PI = P * (R / 365) * D
- Where PI is the prorated interest ($)
- P is the principal ($)
- R is the annual interest rate (decimal)
- D is the number of days in the partial period
To calculate prorated interest, multiply the principal by the daily interest rate (annual rate divided by 365), then multiply that result by the number of days in the partial period.
What is a Prorated Interest?
Definition:
Prorated interest refers to the portion of interest owed on a loan or investment for a fraction of the total annual period. It is commonly used when an account is opened or closed mid-cycle, or when balancing partial months or days within a billing or investment timeframe.
How to Calculate Prorated Interest?
Example Problem:
The following example outlines the steps and information needed to calculate the Prorated Interest.
First, determine the principal. In this example, the principal is $5,000.
Next, determine the annual interest rate. In this example, the annual interest rate is 5% (0.05 in decimal form).
Then, determine the partial period in days. Suppose the partial period is 15 days.
Finally, calculate the prorated interest using the formula above:
PI = P * (R / 365) * D
PI = 5000 * (0.05 / 365) * 15
PI = $10.27 in interest (approximately)
FAQ
Does this formula account for compounding?
This simple prorated interest formula assumes simple interest and does not include compounding. If compounding applies, you may need a different formula or calculator that takes into account the compounding frequency.
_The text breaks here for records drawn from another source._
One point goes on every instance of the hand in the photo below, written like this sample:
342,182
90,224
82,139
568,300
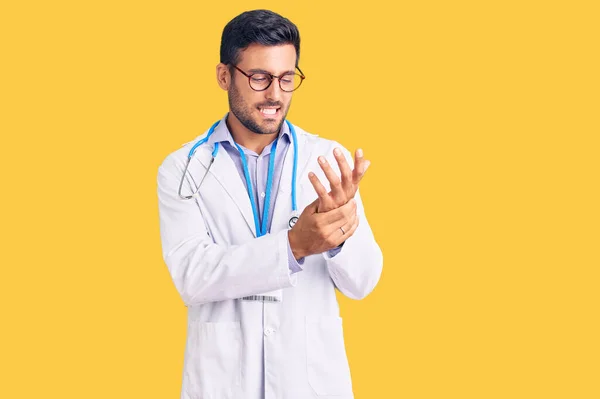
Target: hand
342,189
315,233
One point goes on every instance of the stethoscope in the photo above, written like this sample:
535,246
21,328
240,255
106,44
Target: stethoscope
261,230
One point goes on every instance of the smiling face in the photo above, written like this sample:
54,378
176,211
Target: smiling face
261,112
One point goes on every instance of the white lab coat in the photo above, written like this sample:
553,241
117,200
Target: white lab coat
238,349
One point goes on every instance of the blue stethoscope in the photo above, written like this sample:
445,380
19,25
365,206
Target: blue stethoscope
261,230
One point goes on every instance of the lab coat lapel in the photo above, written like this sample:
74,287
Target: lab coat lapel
225,172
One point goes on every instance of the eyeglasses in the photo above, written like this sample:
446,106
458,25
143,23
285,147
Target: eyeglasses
260,81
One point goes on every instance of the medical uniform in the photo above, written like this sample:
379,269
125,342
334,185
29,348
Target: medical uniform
257,349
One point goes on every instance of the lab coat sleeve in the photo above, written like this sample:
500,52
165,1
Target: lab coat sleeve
357,267
203,271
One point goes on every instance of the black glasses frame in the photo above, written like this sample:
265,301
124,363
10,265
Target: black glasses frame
272,77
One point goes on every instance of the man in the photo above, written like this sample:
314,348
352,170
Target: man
263,318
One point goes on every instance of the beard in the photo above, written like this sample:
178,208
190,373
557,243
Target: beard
243,112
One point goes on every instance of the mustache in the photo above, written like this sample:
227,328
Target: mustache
280,105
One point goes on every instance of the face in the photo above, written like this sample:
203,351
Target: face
261,112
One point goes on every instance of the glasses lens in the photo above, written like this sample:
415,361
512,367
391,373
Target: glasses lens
290,82
260,81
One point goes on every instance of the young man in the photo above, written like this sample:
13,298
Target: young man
255,244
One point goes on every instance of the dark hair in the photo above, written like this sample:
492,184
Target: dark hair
258,26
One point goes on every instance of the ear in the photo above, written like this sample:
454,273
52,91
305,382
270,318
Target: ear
223,76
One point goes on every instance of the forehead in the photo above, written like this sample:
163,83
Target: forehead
276,59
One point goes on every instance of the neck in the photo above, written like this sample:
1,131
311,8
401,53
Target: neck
247,138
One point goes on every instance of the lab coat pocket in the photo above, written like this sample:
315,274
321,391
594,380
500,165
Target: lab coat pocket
217,359
326,360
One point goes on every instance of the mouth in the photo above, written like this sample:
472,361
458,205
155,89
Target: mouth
270,112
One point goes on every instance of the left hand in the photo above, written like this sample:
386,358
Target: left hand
344,189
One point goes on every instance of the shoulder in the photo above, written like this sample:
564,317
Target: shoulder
175,161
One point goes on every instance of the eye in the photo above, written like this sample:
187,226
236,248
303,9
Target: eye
259,78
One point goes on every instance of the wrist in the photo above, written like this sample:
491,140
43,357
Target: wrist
296,250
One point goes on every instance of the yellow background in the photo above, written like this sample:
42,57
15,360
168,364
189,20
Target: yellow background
481,121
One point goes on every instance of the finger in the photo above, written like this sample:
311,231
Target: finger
311,208
337,214
325,198
345,170
359,161
342,233
334,181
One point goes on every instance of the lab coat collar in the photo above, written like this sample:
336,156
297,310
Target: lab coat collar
222,133
225,172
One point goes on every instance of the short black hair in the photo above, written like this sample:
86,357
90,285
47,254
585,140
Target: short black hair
257,26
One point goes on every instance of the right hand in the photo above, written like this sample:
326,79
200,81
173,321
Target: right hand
315,233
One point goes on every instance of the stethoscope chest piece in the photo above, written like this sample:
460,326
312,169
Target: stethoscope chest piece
293,219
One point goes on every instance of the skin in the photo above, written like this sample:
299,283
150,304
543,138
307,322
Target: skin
319,227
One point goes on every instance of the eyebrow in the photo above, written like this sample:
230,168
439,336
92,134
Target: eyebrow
258,70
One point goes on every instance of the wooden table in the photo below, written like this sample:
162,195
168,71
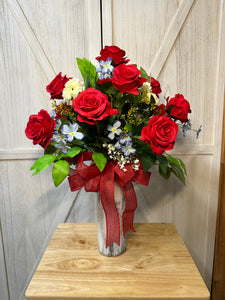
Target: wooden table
156,265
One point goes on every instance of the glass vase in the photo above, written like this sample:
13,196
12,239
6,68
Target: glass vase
113,249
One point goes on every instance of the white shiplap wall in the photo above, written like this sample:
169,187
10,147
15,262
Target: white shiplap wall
180,42
38,39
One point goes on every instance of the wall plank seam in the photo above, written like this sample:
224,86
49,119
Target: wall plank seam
5,265
31,38
170,37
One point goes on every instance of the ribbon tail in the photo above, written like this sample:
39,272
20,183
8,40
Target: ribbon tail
131,205
109,206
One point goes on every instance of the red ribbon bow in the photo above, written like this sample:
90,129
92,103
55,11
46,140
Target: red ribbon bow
93,180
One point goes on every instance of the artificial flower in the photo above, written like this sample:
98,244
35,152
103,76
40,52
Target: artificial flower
71,132
126,79
160,133
114,130
179,108
93,106
56,86
72,88
40,128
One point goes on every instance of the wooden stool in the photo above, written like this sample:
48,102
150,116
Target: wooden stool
156,265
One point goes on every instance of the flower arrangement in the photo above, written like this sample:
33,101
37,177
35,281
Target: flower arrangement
114,119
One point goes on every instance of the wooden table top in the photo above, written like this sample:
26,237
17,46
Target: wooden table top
156,265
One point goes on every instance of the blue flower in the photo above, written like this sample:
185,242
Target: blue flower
127,149
57,137
63,147
125,138
105,69
58,124
71,132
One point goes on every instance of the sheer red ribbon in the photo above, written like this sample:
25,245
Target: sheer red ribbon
93,180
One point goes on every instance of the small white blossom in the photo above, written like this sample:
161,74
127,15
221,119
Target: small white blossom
71,132
114,130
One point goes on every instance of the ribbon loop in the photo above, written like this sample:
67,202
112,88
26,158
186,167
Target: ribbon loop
93,180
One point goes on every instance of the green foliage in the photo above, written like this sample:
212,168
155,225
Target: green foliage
175,166
163,164
50,149
60,171
144,73
42,163
88,72
100,160
71,153
178,172
148,160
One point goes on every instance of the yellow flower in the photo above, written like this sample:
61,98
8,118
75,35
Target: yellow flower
72,88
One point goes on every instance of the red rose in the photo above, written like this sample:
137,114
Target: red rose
156,89
115,53
55,88
126,79
180,108
101,82
92,106
160,110
160,133
40,128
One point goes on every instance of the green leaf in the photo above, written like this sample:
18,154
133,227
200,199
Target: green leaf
60,171
73,152
100,160
148,161
129,127
50,149
42,163
163,163
178,162
173,160
167,174
88,72
178,172
144,73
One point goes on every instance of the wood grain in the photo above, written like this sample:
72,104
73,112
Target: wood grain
156,265
35,35
195,62
3,274
218,286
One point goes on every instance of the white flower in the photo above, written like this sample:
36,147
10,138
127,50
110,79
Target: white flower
63,147
57,137
72,88
71,132
114,130
127,150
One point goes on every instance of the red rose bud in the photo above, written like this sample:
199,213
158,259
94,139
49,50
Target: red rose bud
92,106
180,108
156,89
116,54
56,86
160,133
126,79
40,128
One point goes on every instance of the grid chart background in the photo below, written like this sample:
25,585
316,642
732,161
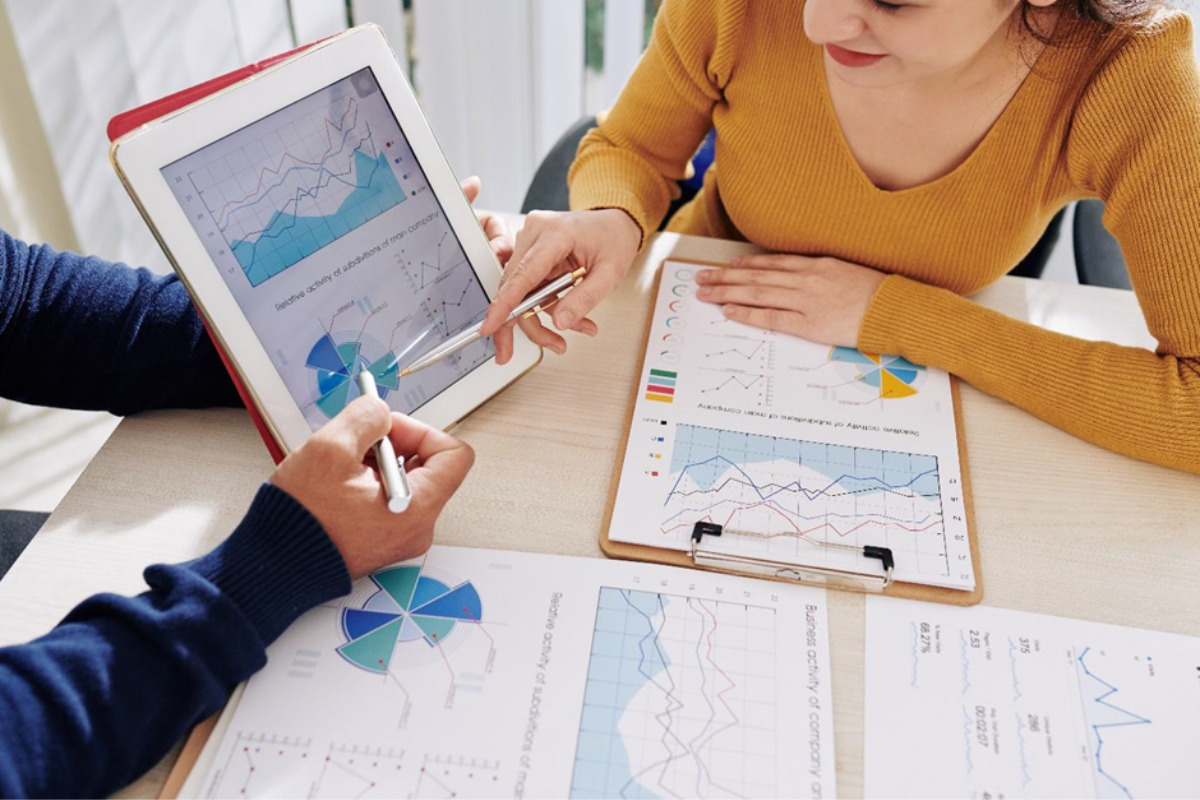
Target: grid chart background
679,699
834,493
319,162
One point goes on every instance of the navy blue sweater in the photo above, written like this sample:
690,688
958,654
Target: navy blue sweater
96,702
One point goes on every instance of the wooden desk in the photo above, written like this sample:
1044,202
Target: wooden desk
1065,528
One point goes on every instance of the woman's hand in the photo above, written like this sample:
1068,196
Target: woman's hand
552,244
817,299
493,226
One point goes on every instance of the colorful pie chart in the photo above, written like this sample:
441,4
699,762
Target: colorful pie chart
889,376
409,608
337,364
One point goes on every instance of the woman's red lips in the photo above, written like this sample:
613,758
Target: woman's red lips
852,58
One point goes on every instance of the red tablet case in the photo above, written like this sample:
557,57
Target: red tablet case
136,118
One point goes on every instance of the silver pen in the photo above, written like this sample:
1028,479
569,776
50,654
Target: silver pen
391,468
528,307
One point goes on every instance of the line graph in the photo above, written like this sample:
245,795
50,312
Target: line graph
299,180
737,350
738,385
771,485
679,699
1104,717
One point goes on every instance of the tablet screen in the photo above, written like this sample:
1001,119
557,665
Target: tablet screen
325,230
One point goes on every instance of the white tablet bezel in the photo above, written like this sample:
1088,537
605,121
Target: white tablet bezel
141,155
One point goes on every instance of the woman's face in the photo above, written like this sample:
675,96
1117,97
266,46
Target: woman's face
877,42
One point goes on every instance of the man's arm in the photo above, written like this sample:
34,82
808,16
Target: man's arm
96,702
84,332
101,698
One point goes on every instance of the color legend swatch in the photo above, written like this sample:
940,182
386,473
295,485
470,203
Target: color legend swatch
660,386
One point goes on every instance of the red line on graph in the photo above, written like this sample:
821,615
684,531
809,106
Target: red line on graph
720,696
288,155
797,528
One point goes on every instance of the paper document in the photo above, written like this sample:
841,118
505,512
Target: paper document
479,673
990,703
767,433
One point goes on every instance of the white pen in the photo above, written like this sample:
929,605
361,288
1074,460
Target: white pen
391,468
528,307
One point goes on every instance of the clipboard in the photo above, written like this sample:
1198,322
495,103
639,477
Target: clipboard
781,571
157,109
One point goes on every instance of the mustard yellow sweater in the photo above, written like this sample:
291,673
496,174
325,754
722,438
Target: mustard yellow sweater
1101,116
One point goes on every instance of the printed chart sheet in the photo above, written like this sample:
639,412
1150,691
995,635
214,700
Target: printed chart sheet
477,673
990,703
772,434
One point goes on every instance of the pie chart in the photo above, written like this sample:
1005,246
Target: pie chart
336,364
889,377
408,609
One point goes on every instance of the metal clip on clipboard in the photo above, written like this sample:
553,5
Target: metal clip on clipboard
701,555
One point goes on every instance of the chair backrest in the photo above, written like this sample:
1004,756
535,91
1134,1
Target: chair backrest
1098,257
549,192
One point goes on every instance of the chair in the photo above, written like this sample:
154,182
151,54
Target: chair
17,529
1098,260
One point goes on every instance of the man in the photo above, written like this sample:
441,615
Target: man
93,704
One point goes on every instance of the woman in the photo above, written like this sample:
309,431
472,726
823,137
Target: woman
909,154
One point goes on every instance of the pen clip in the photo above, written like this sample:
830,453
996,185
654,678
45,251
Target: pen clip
541,307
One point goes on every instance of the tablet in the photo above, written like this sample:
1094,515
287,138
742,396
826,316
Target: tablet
321,232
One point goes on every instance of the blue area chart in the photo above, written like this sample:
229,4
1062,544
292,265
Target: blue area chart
759,481
288,236
665,704
335,366
409,608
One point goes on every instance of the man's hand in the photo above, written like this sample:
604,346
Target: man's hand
817,299
331,477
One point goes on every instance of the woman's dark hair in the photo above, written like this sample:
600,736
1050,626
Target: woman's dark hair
1119,14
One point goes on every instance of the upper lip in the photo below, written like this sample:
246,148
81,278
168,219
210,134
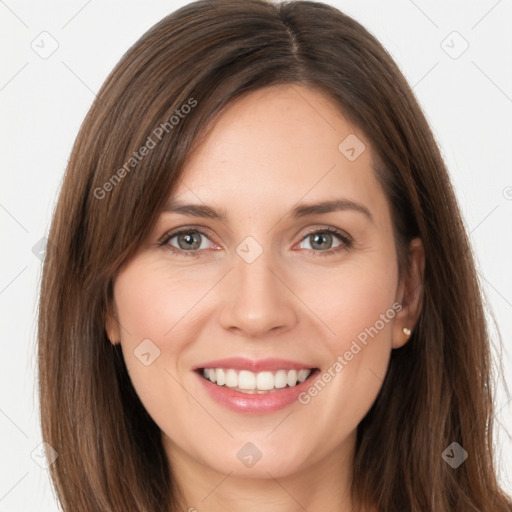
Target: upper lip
253,365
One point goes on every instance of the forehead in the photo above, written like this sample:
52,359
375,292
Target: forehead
277,146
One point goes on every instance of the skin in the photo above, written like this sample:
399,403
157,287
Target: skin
270,150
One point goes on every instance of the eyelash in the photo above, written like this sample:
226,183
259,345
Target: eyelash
346,241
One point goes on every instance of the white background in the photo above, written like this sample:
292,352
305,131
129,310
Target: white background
468,101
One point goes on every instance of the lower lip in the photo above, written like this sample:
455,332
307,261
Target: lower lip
254,403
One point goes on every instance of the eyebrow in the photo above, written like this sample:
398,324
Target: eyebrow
302,210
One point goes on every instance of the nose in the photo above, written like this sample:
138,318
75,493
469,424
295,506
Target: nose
257,298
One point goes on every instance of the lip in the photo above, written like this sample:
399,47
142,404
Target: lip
262,365
253,403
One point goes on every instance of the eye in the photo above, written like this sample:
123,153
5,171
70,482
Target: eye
323,239
188,241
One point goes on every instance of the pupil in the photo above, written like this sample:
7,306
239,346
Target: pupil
189,240
317,237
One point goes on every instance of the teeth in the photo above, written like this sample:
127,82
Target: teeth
250,382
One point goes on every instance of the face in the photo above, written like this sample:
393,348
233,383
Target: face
271,293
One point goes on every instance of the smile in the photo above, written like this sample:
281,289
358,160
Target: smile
245,381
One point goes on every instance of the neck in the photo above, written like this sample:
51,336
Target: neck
321,487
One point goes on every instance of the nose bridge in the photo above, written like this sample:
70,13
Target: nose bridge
257,301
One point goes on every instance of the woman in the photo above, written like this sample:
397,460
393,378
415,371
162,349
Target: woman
262,295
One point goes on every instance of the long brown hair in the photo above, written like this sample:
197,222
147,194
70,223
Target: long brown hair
438,388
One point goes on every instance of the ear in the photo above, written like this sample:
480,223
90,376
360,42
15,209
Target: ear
112,326
410,293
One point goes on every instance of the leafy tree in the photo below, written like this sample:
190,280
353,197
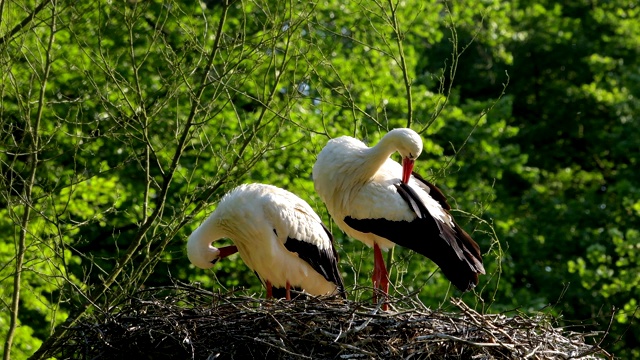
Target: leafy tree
122,124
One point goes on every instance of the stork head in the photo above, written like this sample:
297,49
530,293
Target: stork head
204,255
409,145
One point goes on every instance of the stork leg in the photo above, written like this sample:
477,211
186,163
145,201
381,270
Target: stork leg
380,276
269,290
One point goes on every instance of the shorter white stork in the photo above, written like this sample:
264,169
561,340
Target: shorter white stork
381,203
278,236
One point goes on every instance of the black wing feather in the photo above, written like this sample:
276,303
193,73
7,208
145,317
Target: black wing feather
452,250
325,262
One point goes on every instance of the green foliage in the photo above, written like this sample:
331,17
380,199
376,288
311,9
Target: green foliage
122,125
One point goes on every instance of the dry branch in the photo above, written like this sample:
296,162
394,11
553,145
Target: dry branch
184,322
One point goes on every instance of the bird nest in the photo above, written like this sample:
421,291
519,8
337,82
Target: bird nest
184,322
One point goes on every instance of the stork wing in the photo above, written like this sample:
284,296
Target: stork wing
313,243
430,231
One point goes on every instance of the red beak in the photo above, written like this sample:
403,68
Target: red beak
407,169
227,250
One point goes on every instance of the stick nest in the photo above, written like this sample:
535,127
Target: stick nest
184,322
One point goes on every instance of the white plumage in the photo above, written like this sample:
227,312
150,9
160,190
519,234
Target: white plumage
382,203
277,234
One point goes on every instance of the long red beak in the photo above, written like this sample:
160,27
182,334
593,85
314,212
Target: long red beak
227,250
407,169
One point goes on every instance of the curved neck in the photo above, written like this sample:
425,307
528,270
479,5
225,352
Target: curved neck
376,156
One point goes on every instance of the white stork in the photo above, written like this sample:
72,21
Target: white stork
381,203
278,236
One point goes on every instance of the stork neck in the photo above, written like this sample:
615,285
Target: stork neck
376,156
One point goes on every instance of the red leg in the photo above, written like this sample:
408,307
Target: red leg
380,275
269,290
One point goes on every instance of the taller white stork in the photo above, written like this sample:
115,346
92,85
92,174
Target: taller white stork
381,203
278,236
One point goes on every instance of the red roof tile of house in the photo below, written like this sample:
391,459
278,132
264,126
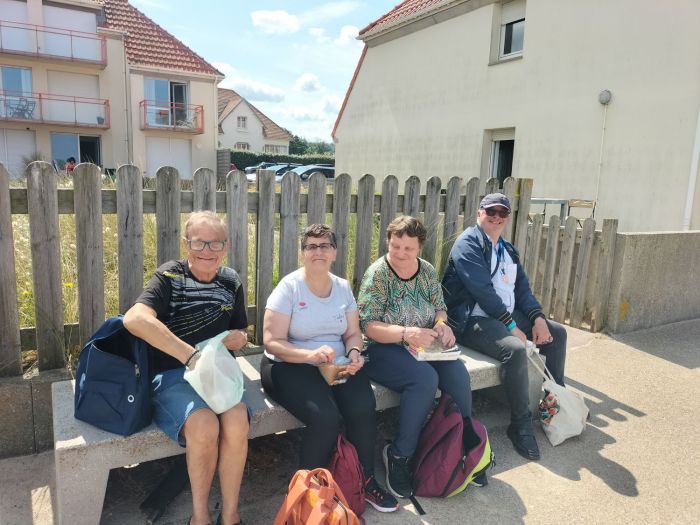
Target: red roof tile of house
148,44
404,12
228,99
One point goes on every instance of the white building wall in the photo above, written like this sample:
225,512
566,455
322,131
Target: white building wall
421,104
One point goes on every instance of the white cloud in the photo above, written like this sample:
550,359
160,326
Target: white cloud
307,82
276,22
248,88
347,36
319,34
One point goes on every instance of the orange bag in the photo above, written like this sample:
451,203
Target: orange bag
314,498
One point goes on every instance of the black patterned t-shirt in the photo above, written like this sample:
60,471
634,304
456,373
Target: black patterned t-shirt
191,309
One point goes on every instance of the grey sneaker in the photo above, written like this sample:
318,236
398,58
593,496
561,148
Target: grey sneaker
398,474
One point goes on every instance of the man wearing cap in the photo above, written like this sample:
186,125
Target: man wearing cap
492,310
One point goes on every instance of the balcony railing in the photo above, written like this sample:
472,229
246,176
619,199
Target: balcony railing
187,118
52,42
60,110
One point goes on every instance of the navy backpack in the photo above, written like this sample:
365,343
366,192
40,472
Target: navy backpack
112,382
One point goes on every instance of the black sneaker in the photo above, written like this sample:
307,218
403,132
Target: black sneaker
379,498
398,474
481,480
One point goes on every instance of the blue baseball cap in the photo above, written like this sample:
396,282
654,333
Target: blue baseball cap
495,199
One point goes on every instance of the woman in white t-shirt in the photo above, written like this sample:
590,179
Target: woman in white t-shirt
311,318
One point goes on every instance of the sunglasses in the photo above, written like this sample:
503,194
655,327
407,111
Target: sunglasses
324,247
492,212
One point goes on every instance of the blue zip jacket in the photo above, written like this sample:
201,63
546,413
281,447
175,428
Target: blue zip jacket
467,281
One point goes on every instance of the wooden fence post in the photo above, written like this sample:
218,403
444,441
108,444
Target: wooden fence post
289,224
411,196
129,234
581,277
265,246
204,187
449,232
550,260
42,203
521,220
237,217
363,230
509,191
389,207
10,346
564,278
87,199
605,265
167,214
316,199
432,219
341,222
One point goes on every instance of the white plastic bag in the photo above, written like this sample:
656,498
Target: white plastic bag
569,419
217,378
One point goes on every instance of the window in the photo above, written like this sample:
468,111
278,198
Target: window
508,31
166,102
275,149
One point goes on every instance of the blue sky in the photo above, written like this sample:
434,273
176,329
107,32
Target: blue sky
293,59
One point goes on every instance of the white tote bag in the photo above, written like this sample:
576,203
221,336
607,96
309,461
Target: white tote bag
564,411
217,378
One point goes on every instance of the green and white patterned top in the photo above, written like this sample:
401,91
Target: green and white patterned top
385,297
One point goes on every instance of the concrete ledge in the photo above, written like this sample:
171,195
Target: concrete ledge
84,454
17,436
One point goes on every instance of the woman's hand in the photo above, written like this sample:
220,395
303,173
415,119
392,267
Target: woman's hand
235,340
420,337
447,337
323,354
356,362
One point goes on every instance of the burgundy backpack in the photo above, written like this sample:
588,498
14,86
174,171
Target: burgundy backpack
348,473
447,460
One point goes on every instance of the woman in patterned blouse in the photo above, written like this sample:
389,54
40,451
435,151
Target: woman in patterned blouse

Can I use months instead of days in the calculation?
Yes. Instead of (R/365)*D, you could use (R/12)*M to prorate interest by the number of months (M) in the partial period, assuming a 12-month year.
What if the partial period crosses multiple billing cycles?
If the partial period spans multiple billing cycles, you may need to split your calculation or use an average daily balance method. The same basic concept applies, but each portion of the timeframe might have different balance amounts or interest rates.